The bills come in the wake of controversial decisions and lawsuits on Michigan college campuses regarding which speakers and which types of speech activity are allowed on campus. It also follows President Donald Trump's signing last month of an executive order requiring U.S. colleges to protect free speech on their campuses or risk losing federal research funding.

“Colleges and universities, not only in Michigan, but especially in Michigan, just can’t seem to get these speech policies correct,” Reilly told lawmakers. 

House fiscal and legislative analysis has raised doubts about how effective the bills would be since the state Constitution grants state universities autonomy from state government.

“It is unclear if the universities would have to adopt the changes described in the bill,” House analysts wrote Wednesday. 

But Reilly argued that the constitutional autonomy does not extend beyond business and academic affairs.  

“Frankly, this is an issue we are willing to take to court if we need to,” Reilly said. “We think we have a very strong argument here.”

Representatives from the Michigan Association of State Universities and Michigan Community College Association agreed with the House analysis and said there was no version of the bill they could envision supporting. 

While there are exceptions to universities’ constitutional autonomy, the policy the legislation addresses “is clearly at the heart of academic enterprise,” said Bob Murphy of the Michigan Association of State Universities. 

The proposed Campus Free Speech Act would allow campuses to restrict expressive conduct only if there is a compelling government interest, if there are alternative opportunities to be expressive and if the campus still “allows for spontaneous assembly and distribution of literature.” The bill would ban the quarantining of activity to free speech zones.

People who felt their rights were violated could file a lawsuit within a year of the incident for an injunction, legal costs and damages up to $1,000.

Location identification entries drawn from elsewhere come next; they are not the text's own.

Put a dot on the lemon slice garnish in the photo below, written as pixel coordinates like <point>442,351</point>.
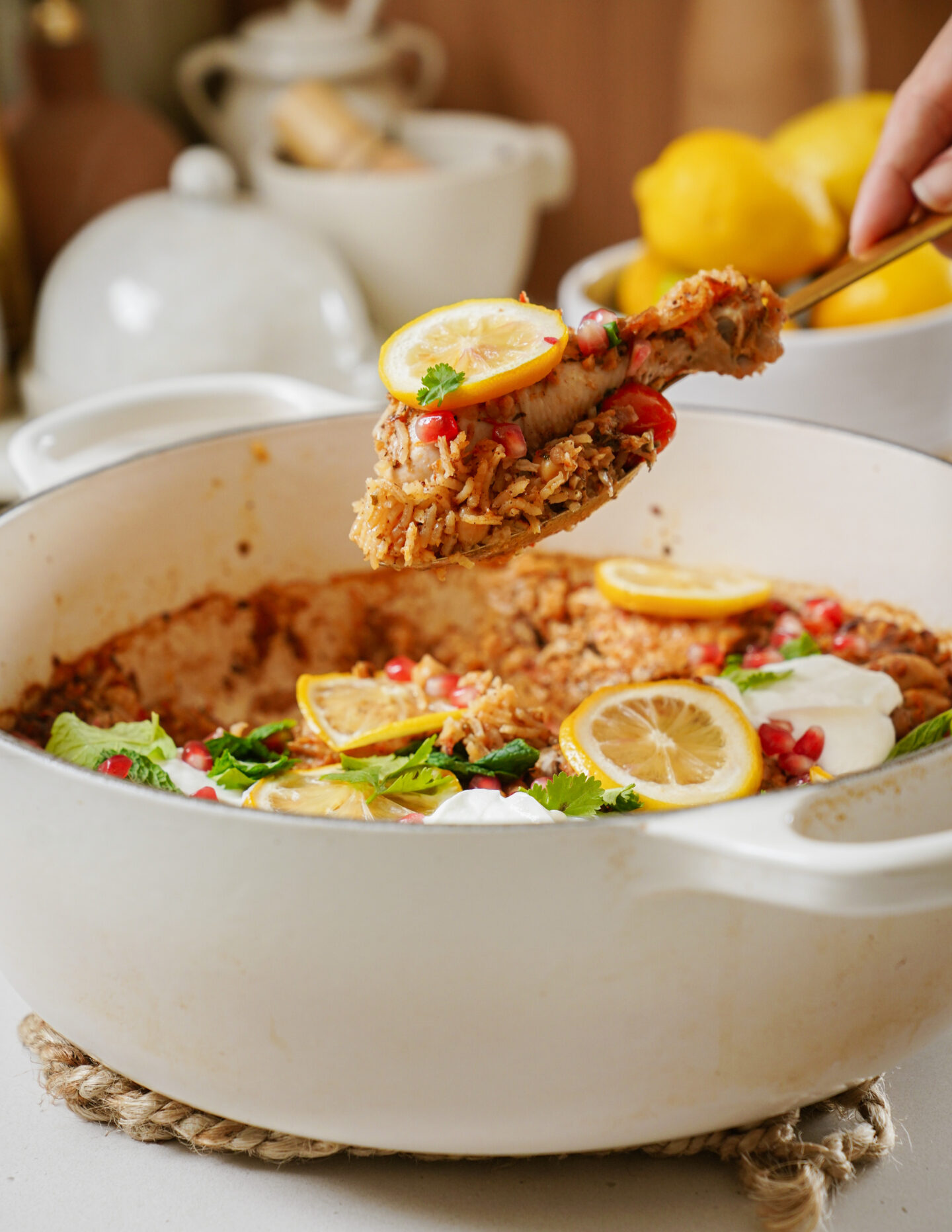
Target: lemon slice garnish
<point>305,791</point>
<point>659,588</point>
<point>679,743</point>
<point>349,712</point>
<point>499,344</point>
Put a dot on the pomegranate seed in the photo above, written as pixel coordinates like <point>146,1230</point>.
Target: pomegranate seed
<point>431,428</point>
<point>592,334</point>
<point>811,743</point>
<point>641,408</point>
<point>795,765</point>
<point>512,439</point>
<point>850,643</point>
<point>702,653</point>
<point>465,696</point>
<point>787,628</point>
<point>755,658</point>
<point>487,782</point>
<point>442,685</point>
<point>822,615</point>
<point>775,739</point>
<point>399,668</point>
<point>197,755</point>
<point>118,765</point>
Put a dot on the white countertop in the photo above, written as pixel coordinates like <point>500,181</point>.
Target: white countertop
<point>58,1172</point>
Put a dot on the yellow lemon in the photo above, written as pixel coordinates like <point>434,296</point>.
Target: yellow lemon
<point>835,142</point>
<point>717,198</point>
<point>678,742</point>
<point>499,345</point>
<point>350,712</point>
<point>645,281</point>
<point>660,588</point>
<point>916,282</point>
<point>307,792</point>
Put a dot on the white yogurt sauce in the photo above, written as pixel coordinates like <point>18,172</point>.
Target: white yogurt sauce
<point>852,705</point>
<point>485,806</point>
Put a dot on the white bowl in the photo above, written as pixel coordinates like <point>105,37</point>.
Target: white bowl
<point>475,989</point>
<point>459,229</point>
<point>892,381</point>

The proposed College Campus Intellectual and Expressive Freedom Act would require institutions to develop policy and educational materials regarding free expression. The policy would include allowances for students and faculty to “discuss anything,” assemble, protest and bring in any speaker they want with exceptions for some time, manner, and place considerations and so long as protests don’t “substantially and materially infringe on the rights of others to engage in or listen to expressive activity.”

The proposed law also would require universities to consider all public areas of campus to be considered public forums, instead of limiting the forum to free speech zones. The act would ensure “belief-based student organizations” would not be denied privileges available to other student organizations. The legislation would require institutions to stay neutral “on the public policy controversies of the day” if the issues don’t affect the institution. 

After lawmaker questioning, neither college association could say how many free speech lawsuits Michigan higher education institutions had dealt with in recent years, nor what their success rate was. Committee Chairman Rep. Matt Hall, R-Emmett Township, asked them to retrieve that data for future consideration. 

Kellogg Community College's president was among those who testified Thursday in opposition to the legislation, noting that after a 2016 incident the college changed its policies without an ultimatum from the Legislature. 

“We have changed,” said Kellogg Community College President Mark O’Connell. “We have fixed our policy using our local governance through our board of trustees.”

The 2016 incident at Kellogg involved three people who were arrested while distributing copies of the U.S. Constitution outside a campus building. The individuals were not students and were arrested under solicitation rules that required them to get the college’s approval before distributing them, the college clarified Thursday.

Reilly later maintained the individuals arrested were students at the time.

The college reached an undisclosed financial settlement with the trio after being sued by Young Americans for Liberty.